#ubuntu-accessibility 2010-12-27
<ddalton> can anyone tell me how to install ubuntu with braille? 
<ddalton> i downloaded the  alternate cd but when i boot into the installer nothing happens if i switch to text console start brltty, i get braille output, but when switching back toe installer, the display says "screen not in text-mode" how can i use a text-based installer?
#ubuntu-accessibility 2010-12-29
<hajour> charlie-tca, do you got time?
<AlanBell> I have natty with unity running in a virtual machine now
<AlanBell> anyone know how to use it with a keyboard?
<Pendulum> AlanBell: keyboard control didn't make it into alpha 1
<AlanBell> this is the daily
<AlanBell> it is a bit crashy :(
<UndiFineD> AlanBell: I am still having pre-alpha1 in a vbox
<UndiFineD> works well for me
<UndiFineD> but lacking updates i think
<UndiFineD> easily hacked though
<charlie-tca> AlanBell: supposed to have Ctrl+Alt+t for terminal working, Alt+F2 for run working, and alt+Tab working, as far as I know
<charlie-tca> and I have not been able to make anything else work by keyboard yet
#ubuntu-accessibility 2010-12-30
<AlanBell> Pendulum: hiya
<charlie-tca> AlanBell: did you find any way to navigate with the keyboard only?
<AlanBell> no, not yet
#ubuntu-accessibility 2010-12-31
<charlie-tca> I don't think that is quite ready yet
<hajour> good night all.and happy new year for if i don't see you before
<charlie-tca> Good night and you have a very good New Year, too
#ubuntu-accessibility 2011-01-01
<phillw> Hiyas, when you all get over your hangovers from New Years Eve celebrations, could someone post up the date / time of the next meeting both in topic and on the wiki page, thanks.

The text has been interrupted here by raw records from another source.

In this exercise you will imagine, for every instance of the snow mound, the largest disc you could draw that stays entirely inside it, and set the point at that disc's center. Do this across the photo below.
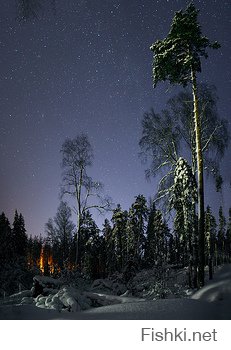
(66, 298)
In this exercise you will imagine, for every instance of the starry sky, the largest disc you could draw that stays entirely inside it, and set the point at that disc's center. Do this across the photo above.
(87, 68)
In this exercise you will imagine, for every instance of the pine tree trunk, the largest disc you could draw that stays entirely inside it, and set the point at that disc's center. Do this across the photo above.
(201, 233)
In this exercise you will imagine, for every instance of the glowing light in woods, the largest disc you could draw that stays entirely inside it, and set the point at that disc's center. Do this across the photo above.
(51, 264)
(41, 261)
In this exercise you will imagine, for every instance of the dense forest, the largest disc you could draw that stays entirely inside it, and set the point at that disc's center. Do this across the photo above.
(132, 240)
(179, 143)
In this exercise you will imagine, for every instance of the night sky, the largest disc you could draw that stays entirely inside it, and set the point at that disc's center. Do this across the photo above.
(87, 68)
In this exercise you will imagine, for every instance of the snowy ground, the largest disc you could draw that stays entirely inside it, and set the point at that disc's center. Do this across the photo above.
(211, 302)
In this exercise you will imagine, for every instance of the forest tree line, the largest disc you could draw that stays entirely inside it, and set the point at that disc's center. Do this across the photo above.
(132, 240)
(181, 142)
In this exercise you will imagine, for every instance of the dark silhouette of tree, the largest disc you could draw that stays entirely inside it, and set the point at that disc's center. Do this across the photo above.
(210, 240)
(6, 246)
(77, 156)
(110, 264)
(119, 220)
(221, 237)
(157, 234)
(177, 59)
(228, 239)
(19, 236)
(135, 230)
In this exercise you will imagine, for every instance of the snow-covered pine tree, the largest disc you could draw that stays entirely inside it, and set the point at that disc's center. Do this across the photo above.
(228, 239)
(210, 240)
(110, 259)
(19, 236)
(119, 220)
(221, 237)
(183, 200)
(157, 234)
(135, 229)
(6, 243)
(177, 59)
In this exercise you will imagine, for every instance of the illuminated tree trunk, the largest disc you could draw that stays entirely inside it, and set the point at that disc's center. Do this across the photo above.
(200, 179)
(79, 214)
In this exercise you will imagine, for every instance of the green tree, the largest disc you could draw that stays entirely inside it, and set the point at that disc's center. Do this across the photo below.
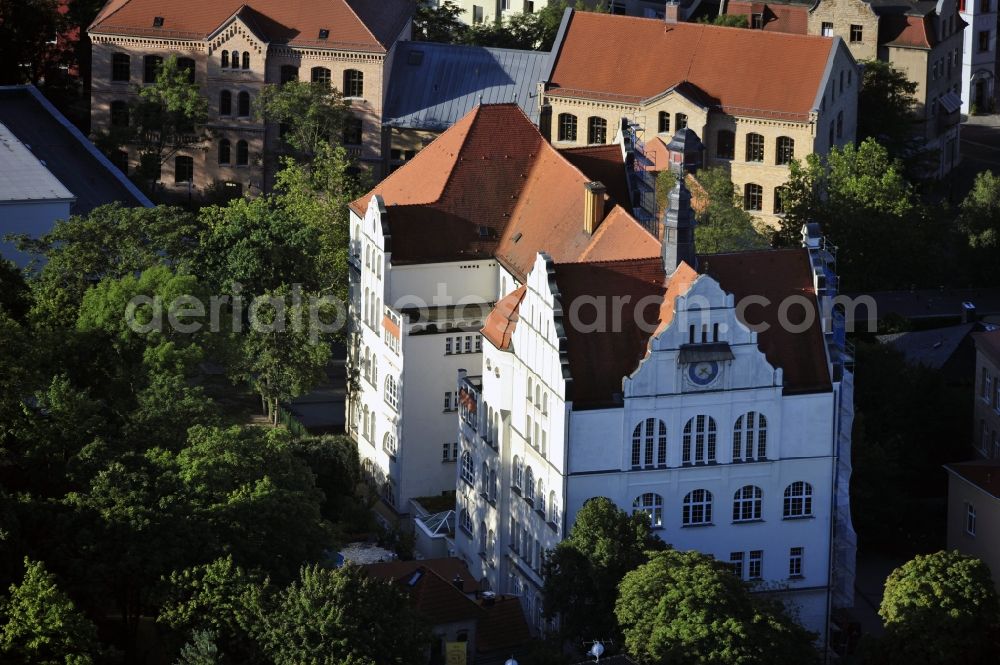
(40, 623)
(859, 195)
(686, 608)
(722, 224)
(312, 114)
(940, 609)
(583, 572)
(330, 617)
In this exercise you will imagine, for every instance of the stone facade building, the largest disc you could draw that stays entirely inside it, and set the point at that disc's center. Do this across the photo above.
(923, 39)
(233, 50)
(753, 111)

#ubuntu-accessibility 2011-12-26
<AlanBell> Fudge: interesting, with a mouse it is middle click to lauch a second instance
<AlanBell> not sure if there is a keypress for that, I will try and find out
<Fudge> AlanBell  re the keypress thanx heaps
<Fudge> is there any fix yet for the menus not always speaking
<Fudge> it really sux when they dont talk
#ubuntu-accessibility 2011-12-27
<Fudge> AlanBell  adding shift will open a new instance
<Fudge> :D
#ubuntu-accessibility 2011-12-28
<Fudge> anyone having luck getting launcher etc to speak in precise
<Fudge> cant access menus panel launcher, have the extra a11y ppa installed, same in both 2d/3d
<phillw> AlanBell: are you about for a quick pm?
<AlanBell> sure
#ubuntu-accessibility 2011-12-29
<Fudge> AlanBell  ping
<Fudge> do u have precise running with success orca/unity panels
<AlanBell> Fudge: I have
<AlanBell> I will do an update and make sure it still works (it wasn't any better than 11.10, but wasn't broken last time I tried)
<AlanBell> yeah, still kinda works
<Fudge> AlanBell  i am unsure why its not working for me
<Fudge> also i have not heard of other people having problems with nautilus being flakey but in oneiric it seems to fall over a lot. so i use pcmanfm which seems to work really good now, but i do not see any desktop integration
#ubuntu-accessibility 2012-01-01
<Fudge> after all day in precise i managed to get orca to read the unity panel again, apt-get install --reinstall qt-at-spi at-spi2-core
<Fudge> hi anyone alive
<Fudge> AlanBell  howdy
<AlanBell> hi Fudge 
<Fudge> hi mate, i got my menus to read but the launcher orca seems not to get focus on
<Fudge> had to apt-get install --reinstall qt-at-spi at-spi2-core
<Fudge> oh actually my launcher is finally working
<Fudge> just not when i hit super now
<Fudge> slowly getting there
<Fudge> loL
<Fudge> how was your xmas new year AlanBell 
<AlanBell> glad you have it working better now! I had a reasonably good christmas and new year, thanks Fudge 
<AlanBell> how was yours?
#ubuntu-accessibility 2012-12-30
<Fudge> AlanBell themuso on holidays?